Some of the justices disagreed.
“He gets to do everything. He just doesn’t get to decide how the department is structured, which seems to be a classic legislative act, so I am confused by why there’s an inconsistency,” Justice Kafker said of the mayor.
When Angelini moved on to the employment contract statute, the conversation became a bit muddled. The justices did not easily untangle the employment statute from structure of the Police Commission under the ordinance. For a time, some seemed to incorrectly believe the mayor could contract with the members of the Commission.

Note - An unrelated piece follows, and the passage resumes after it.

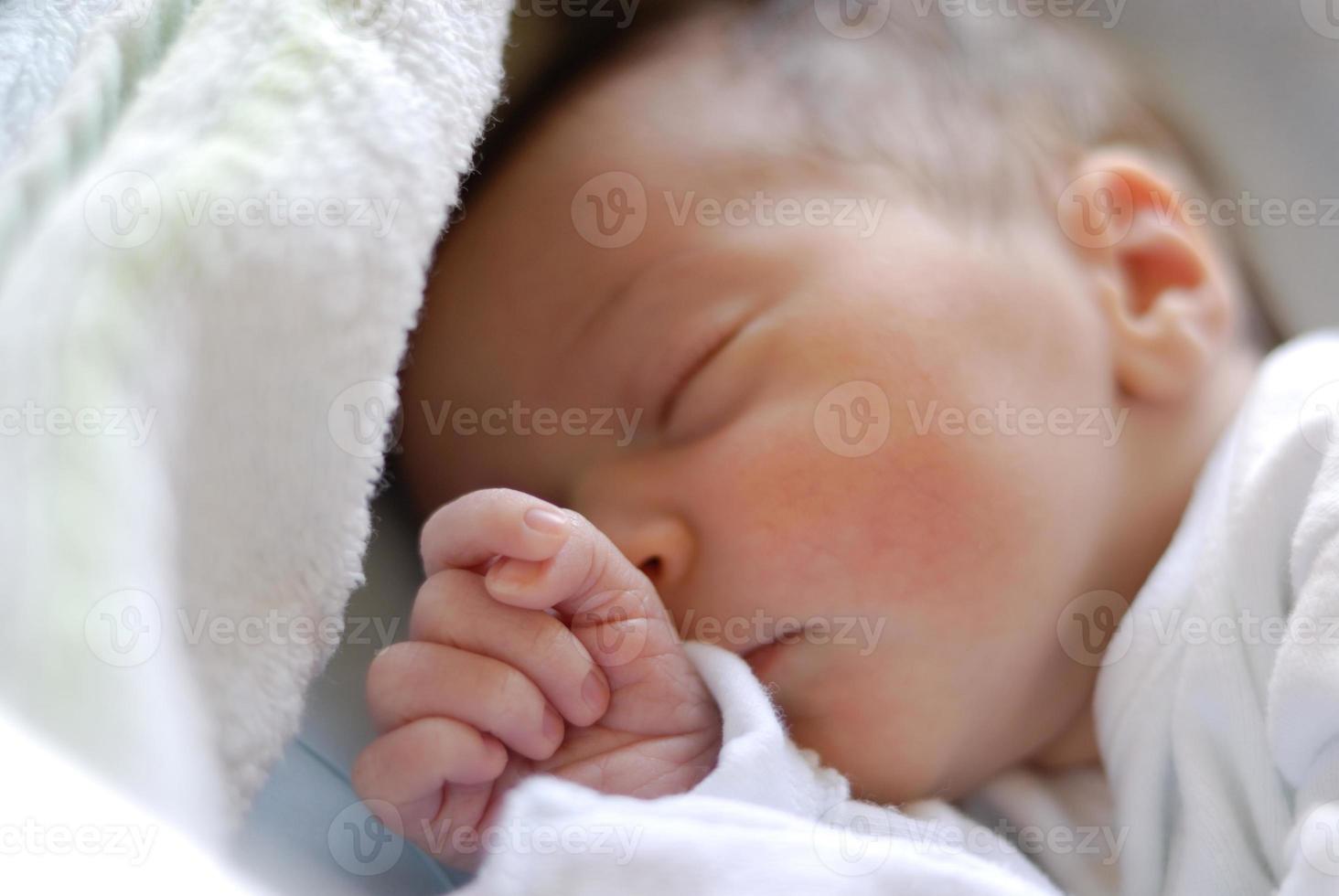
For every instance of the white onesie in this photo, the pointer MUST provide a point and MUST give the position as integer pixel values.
(1217, 722)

During an exchange Chief Justice Kimberly Budd initiated, Attorney Lesser clarified the contracting authority referred to the operational head of a police—or fire—department, not the five member of a police commission.

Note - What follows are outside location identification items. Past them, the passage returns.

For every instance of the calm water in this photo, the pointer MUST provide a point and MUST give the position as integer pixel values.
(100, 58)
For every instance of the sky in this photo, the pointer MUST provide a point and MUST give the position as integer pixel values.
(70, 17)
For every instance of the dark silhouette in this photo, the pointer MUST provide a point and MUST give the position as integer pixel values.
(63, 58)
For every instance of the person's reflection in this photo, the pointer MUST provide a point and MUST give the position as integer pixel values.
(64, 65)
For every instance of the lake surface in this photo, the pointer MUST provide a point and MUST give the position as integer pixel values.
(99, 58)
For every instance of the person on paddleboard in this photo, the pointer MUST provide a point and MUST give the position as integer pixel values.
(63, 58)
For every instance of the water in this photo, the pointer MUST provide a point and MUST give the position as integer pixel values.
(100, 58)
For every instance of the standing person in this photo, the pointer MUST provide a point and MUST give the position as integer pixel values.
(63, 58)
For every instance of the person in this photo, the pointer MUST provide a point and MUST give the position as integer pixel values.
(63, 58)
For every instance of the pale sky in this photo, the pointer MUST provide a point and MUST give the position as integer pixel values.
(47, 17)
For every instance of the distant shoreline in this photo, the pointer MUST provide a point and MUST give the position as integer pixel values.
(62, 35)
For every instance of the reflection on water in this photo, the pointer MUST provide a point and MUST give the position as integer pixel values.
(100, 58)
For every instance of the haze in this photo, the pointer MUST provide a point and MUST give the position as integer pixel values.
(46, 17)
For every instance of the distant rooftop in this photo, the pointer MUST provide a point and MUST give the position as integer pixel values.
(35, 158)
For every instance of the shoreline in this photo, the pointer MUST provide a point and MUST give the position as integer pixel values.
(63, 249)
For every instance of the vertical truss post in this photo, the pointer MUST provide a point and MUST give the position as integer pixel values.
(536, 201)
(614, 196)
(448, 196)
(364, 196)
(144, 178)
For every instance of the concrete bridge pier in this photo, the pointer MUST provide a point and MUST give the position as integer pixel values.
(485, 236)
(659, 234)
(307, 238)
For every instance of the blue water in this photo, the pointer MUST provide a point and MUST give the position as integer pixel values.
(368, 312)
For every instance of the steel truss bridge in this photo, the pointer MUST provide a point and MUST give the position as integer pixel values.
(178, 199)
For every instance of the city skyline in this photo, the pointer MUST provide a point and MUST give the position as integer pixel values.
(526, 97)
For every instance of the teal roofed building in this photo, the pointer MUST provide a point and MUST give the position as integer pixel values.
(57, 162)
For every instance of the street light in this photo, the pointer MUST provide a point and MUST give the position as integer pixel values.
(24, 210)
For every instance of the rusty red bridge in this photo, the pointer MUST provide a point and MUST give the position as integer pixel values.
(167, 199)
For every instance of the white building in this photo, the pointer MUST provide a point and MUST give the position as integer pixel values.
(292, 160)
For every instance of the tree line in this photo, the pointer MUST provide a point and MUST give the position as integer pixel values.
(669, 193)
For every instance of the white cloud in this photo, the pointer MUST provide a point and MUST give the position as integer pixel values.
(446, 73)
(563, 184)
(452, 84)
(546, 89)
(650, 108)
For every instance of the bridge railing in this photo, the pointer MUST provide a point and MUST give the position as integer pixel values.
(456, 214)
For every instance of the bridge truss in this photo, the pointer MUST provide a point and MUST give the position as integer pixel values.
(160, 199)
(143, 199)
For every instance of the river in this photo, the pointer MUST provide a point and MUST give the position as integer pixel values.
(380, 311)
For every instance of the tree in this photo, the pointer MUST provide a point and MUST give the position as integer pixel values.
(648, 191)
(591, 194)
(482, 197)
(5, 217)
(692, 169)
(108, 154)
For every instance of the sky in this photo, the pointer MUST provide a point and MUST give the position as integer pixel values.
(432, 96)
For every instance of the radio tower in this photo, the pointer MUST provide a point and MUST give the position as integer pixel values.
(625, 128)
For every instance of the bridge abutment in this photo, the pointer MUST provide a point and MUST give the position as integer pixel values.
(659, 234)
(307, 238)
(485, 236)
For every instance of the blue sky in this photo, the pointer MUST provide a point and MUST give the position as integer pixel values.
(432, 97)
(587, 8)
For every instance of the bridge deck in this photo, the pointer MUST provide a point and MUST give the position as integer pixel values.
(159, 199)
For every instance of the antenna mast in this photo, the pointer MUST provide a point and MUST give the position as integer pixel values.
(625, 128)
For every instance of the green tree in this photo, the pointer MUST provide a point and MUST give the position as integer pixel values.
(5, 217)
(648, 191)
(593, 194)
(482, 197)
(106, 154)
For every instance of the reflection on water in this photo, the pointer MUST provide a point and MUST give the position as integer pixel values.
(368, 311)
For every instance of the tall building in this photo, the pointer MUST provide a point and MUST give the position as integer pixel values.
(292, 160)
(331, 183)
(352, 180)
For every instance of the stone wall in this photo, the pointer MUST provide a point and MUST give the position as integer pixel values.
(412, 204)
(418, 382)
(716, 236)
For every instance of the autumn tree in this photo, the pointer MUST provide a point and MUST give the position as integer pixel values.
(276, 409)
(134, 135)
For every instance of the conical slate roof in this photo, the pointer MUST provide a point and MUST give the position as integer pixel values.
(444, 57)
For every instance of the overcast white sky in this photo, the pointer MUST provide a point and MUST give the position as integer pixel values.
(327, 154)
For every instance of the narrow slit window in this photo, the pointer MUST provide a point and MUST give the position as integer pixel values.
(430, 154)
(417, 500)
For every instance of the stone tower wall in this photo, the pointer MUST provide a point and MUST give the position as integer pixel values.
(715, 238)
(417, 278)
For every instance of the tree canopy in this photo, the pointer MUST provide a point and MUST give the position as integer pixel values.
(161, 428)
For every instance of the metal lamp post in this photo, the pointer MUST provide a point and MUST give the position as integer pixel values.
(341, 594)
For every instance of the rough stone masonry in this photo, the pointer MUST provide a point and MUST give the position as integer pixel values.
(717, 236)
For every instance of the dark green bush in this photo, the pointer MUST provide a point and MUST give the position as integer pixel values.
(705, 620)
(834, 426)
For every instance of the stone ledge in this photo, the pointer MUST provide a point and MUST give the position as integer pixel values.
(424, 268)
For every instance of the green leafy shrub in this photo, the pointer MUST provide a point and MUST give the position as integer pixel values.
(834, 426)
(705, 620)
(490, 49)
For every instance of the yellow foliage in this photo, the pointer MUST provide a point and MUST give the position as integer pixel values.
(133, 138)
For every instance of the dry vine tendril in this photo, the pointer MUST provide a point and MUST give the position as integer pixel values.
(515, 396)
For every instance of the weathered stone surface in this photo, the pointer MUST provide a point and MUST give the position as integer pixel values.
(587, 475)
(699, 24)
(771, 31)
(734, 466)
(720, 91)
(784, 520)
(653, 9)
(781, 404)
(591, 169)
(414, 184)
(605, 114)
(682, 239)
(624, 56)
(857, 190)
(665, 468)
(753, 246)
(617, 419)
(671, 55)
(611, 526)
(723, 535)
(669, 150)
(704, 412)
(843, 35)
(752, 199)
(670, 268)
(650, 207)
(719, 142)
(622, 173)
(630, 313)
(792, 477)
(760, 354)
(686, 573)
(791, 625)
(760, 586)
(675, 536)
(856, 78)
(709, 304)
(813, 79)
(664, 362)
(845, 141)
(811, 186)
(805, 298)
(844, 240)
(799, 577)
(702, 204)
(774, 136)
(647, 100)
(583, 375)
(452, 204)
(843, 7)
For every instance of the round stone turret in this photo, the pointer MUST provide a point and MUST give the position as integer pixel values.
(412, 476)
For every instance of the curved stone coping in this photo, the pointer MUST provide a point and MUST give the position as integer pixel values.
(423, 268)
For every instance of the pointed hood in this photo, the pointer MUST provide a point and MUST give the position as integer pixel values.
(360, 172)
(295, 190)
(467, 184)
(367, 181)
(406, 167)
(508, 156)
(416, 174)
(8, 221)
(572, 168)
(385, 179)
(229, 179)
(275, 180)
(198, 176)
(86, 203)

Specifically, he said during his arguments, the operational leader of a police department would be negotiating with his/her appointing authority. Under the thus far unenforced ordinance, that appointing authority is the commission, which the mayor appoints.
In his opening remarks Lesser, called the case “extremely straightforward.”
When Gaziano queried the City Council attorney about Angelini’s references to the strong mayor sections of the charter, Lesser said there was no conflict.
“He has ultimate power to determine to determine those five people who serves on that board so there is no conflict,” he said of the mayor.
In response to Justice Dalila Wendlandt questions about Plan A (strong mayor) powers, Lesser added, “The Plan A form of government simply says the mayor has the power of appointment and the power of revocation. It doesn’t say the mayor has the power to determine the form of government, which is a pure legislative act.”
Justice David Lowy picked up Angelini’s point about the Board being unpaid. He opined that frustrate the mayor’s powers especially with a five-member board. Lesser said this issue did not come up before. He added that a failure to find unpaid members was a theoretical—perhaps the mayor could find volunteers. However, it does not change the Council’s authority to reestablish the Commission.
In Superior Court, Flannery asked no questions of the parties arguing their motions for summary judgment—the procedural vehicle for a ruling. Consequently, it was impossible to deduce where he was leaning in the case. In the end, he gave the Council almost everything they wanted on the law, save the qualifications for Commission appointees. For Flannery, silence may have been preferable to tipping his hand about how strenuously he would reject the mayor’s position.
Indeed, two justices of the SJC asked no questions. Chief Justice Budd’s comments mostly navigated toward clarification.
Some justices were active in their questioning, though. Those who did probe further were willing to push the Council’s attorneys with Angelini’s argument. That suggests some do see an impingement of mayoral authority. However, they did not seem especially credulous of the mayor’s assertion of appointive omnipotence, either. This evenhandedness may evince true conflict. Alternatively, it could reflect a desire to not pile on one party or the other shall. This shall remain a mystery until the court’s opinion arrives.
There was some palpable discomfort among the justices that this case was even before them. Justice Gaziano, while not tipping his hand either way, observed ultimately the voters decide whether something the mayor or councilors are doing is crazy.
Were the Justices to rule in the mayor’s favor, constructing a coherent opinion could be a jurisprudential high-wire act. The mayor’s lawyers have produced well-researched briefs. Yet, almost none of the cases they cite come remotely close to sustaining the mayor’s position. Courts have repeatedly confirmed the mayor can appoint whomever he wants. Yet they have left the actual construction of government to legislators.
Because many other Massachusetts cities use the same model charter as Springfield, the Court’s ruling will ripple out across the commonwealth. The ability of councils to create, abolish, transfer or reorganize departments in dozens of cities would change dramatically if Sarno succeeds.
It could be several months before the SJC releases its opinion.